I have read a couple along with some extension bulletins. In addition to hours of reading I have had much trial and error (seems like mostly error) to reach a point where I’m comfortable that my process and testing methods are reliable.


hipbee said:


> P.S. I go down to lula to visit don pretty often(looks like your pretty close), let me know if you are ever in need of a CNG inspection.

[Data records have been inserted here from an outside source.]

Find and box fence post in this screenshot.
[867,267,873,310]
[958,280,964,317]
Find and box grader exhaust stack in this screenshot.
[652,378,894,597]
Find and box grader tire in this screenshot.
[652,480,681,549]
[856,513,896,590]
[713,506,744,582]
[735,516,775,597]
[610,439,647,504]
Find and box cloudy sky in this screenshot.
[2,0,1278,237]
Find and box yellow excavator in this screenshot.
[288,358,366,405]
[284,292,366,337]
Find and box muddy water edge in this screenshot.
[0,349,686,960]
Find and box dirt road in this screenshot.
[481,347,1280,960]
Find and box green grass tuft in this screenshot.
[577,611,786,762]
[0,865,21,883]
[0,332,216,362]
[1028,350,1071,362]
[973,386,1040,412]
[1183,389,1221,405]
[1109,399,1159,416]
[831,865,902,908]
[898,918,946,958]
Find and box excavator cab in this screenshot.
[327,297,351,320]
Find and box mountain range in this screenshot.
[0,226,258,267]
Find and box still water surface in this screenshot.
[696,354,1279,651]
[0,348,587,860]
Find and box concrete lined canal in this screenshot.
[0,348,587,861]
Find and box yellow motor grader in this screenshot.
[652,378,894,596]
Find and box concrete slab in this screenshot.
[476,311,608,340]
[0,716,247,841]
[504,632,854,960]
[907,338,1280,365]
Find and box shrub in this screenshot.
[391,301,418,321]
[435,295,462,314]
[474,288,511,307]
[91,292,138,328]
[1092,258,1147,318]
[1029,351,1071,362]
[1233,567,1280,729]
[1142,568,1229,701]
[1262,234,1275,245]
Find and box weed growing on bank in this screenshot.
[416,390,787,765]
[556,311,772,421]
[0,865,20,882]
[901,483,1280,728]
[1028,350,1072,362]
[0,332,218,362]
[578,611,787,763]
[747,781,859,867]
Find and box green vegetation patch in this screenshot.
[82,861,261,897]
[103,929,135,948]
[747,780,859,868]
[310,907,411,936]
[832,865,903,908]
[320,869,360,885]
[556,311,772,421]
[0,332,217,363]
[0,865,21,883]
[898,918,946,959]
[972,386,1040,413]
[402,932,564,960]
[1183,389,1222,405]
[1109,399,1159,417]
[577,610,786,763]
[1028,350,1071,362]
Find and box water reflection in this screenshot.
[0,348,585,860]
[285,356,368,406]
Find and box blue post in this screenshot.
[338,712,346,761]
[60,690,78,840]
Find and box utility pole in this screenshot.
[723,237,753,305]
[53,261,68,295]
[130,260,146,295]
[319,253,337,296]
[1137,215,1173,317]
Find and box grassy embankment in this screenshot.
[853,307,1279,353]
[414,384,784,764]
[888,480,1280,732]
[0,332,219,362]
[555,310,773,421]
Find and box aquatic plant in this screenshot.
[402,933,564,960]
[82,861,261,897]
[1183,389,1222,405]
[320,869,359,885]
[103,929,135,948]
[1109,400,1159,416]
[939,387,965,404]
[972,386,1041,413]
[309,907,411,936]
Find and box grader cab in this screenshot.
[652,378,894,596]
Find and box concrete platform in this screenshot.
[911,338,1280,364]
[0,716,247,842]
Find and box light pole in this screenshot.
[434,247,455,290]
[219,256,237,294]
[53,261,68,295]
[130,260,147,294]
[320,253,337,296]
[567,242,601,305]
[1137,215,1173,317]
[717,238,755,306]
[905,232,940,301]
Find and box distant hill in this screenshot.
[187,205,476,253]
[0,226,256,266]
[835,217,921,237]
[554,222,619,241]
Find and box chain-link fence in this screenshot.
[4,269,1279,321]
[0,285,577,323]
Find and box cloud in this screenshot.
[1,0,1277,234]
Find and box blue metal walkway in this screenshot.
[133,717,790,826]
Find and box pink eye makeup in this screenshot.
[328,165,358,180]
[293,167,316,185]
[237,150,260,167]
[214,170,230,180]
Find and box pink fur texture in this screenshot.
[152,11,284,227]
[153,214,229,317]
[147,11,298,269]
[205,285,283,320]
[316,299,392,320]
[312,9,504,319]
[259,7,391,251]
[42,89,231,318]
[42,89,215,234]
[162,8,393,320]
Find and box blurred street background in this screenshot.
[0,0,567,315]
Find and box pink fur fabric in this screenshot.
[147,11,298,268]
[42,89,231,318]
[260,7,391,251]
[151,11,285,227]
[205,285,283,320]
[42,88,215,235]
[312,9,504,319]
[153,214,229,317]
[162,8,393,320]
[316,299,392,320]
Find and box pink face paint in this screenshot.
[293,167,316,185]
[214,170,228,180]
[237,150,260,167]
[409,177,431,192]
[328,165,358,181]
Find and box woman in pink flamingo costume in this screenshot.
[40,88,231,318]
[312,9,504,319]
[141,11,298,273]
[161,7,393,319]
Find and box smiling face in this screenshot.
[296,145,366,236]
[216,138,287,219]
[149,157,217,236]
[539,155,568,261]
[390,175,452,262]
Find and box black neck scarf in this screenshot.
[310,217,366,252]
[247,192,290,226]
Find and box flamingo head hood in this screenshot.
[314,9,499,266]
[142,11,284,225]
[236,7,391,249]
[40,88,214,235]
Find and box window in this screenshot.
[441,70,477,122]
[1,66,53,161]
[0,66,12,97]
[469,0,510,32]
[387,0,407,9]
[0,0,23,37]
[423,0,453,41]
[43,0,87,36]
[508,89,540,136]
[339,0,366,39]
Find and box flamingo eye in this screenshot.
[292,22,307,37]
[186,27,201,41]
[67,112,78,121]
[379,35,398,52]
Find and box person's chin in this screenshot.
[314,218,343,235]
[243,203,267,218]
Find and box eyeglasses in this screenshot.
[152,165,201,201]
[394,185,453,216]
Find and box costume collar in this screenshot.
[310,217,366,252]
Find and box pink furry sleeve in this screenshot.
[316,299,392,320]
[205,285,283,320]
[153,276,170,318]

I haven’t met Don, but know of him. Lula is probably about 25 - 30 miles away. We may bump into one another…...


----------



## hipbee (Sep 11, 2009)

Thanks for the info Dan.....I have been making mead for 6 years so I'm sure I can make vinegar after some studying. You have saved me from just going in half ****ed and pouring vinegar into some mead I read a brief article online that made it sound even simpler than mead making! Can you suggest any good books on the matter?


----------



## beemandan (Dec 5, 2005)

'Vinegar' by Lawrence Diggs is a pretty good introduction to vinegar making.
I'm sure you won't have a problem making vinegar but I just wanted to caution you about getting it right. I've seen youtube videos that made it look simple but they really don't give you enough information to do it safely. Maybe they actually do it the way they say but when I tried their methods my vinegar was nowhere near 5% acidity. 
Good luck to you


----------



## Ben Brewcat (Oct 27, 2004)

Get a book or do a little online research... vinegar-making is pretty easy with basic meadmaking skills. Like most things it's about sanitation, cleanliness, quality ingredients and time. Alternately, while it's not strictly cricket, mead makes for great barter!


----------